Social care jobs tend to be very varied depending on the nature of the role and the focus group in need of care. Working in a hospice is often perceived to be difficult or depressing due to the unique needs of the patients, but in fact many hospice workers find their work extremely rewarding and uplifting. While working in a hospice is often challenging, they say that the opportunity to provide high quality end of life care places them in a position of considerable privilege.
At a time when life expectancy is increasing with better medical care and earlier intervention to tackle illnesses, hospices are playing an increasingly important part in providing care for patients in the last stages of their lives. Some professionals argue that, as medicine becomes less person-centred, the hands-on treatment provided by hospices sets them apart from hospitals and clinics.
Hospice workers tend to work in small teams to support patients approaching the end of their lives, and their families. In this way, each worker is able to develop a more personal relationship with their patients, so that each individual is regarded as a unique individual whose needs count despite their terminal illness. Many hospice workers cite the person-centred approach as the main reason for their decision to work in a hospice, mirroring their initial motivations for entering the health service.

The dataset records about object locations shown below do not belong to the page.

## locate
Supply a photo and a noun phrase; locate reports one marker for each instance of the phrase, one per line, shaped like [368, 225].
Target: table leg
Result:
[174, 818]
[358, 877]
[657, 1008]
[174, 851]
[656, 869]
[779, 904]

Hospice workers may have a medical background, but all have made the conscious decision to place patients and their families at the heart of their work. To be able to work successfully in a hospice they need a broad range of people skills, including empathy, the ability to listen, compassion and diplomacy. Often, the support offered is not just for the patient who is approaching the end of their life, but for the family whose needs will extend long beyond the death of their loved one.
Duties vary greatly as the team of professionals in a hospice may include nurses, carers, social workers and therapists. For those providing immediate care, responsibilities include assisting with daily needs such as bathing, using the toilet, dressing and feeding, while medical staff are involved with administering medicines and overseeing the general health of residents, as well as communicating with family members to keep them up-to-date. Many hospice workers have specialised knowledge they can share with other health professionals.
Working in a hospice to offer patients palliative care at the end of their lives may be challenging at times, but there is no doubt that the opportunity to offer hands-on support to people at their most needy is, for many, a rewarding career unlike any other.